What this means: The switch from 40A to IRA 45Z represents a 70% drop in biodiesel credits and an 85% drop in renewable diesel credits for soy. The credits are expected to be improved slightly, so we now have a discount of 50% for biodiesel and 65% for renewable diesel.
(Sources: U.S. Department of Agriculture’s Economic Research Service, U.S. Energy Information Administration, U.S. Department of Energy, U.S. Code, American Soybean Association.)
Not All Fuel is Created Equal
The situation pitting waste oil versus U.S.-grown soy oil mirrors the difference between a car being assembled domestically using foreign parts and a car being manufactured in the U.S. There’s a big difference in the two practices, even though on the surface, the final outcome is a car. Domestic soy oil is superior to waste oil, yet policy treats imported biofuel feedstocks as equal — or superior — to the homegrown product.
For example, Illinois Soybean Board members visited a California biofuel plant last year that had previously used 20 million gallons of soybean oil annually. To conform with California’s LCFS, the plant switched to using foreign cooking oil. When board members arrived, the plant had been idled to await used cooking oil imports. The facility refused to restart production using U.S.-grown soybean oil because the LCFS made soy-based biodiesel financially infeasible.

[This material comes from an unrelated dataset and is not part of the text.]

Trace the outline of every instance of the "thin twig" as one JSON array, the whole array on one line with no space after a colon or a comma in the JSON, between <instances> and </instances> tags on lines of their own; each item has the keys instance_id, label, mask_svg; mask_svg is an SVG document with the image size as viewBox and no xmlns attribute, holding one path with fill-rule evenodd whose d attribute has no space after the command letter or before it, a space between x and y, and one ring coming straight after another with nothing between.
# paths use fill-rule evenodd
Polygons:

This event served as a wakeup call that CI policies are not designed to support U.S. agriculture. Rather, they’re dismantling it, often at the expense of the exact stakeholders who helped launch the biofuels industry.
Structural Reform Can Reverse this Trend
The domestic-feedstock-only policies passed in the OBBB are a step forward in correcting this problem, but they’re just a BandAid fix. The underlying problem remains: Carbon intensity scoring programs still promote waste feedstocks over U.S. soybean oil.
Agricultural and biofuels policy experts are chasing “domestic feedstocks” headlines and must start tackling the root cause of these recurring policies: Politically oriented, carbon-intensity-modeling-based incentives.
In 2022, the IRA drastically changed biofuel policy, and the Trump Administration, with Republican support, drastically restructured 45Z. If history is telling, changes in leadership could create more uncertainty and the need for restructuring biofuels policies in the future. For that reason, Illinois soybean farmers should stay informed about these policies given their direct impact on the bottom lines of farmers around the state.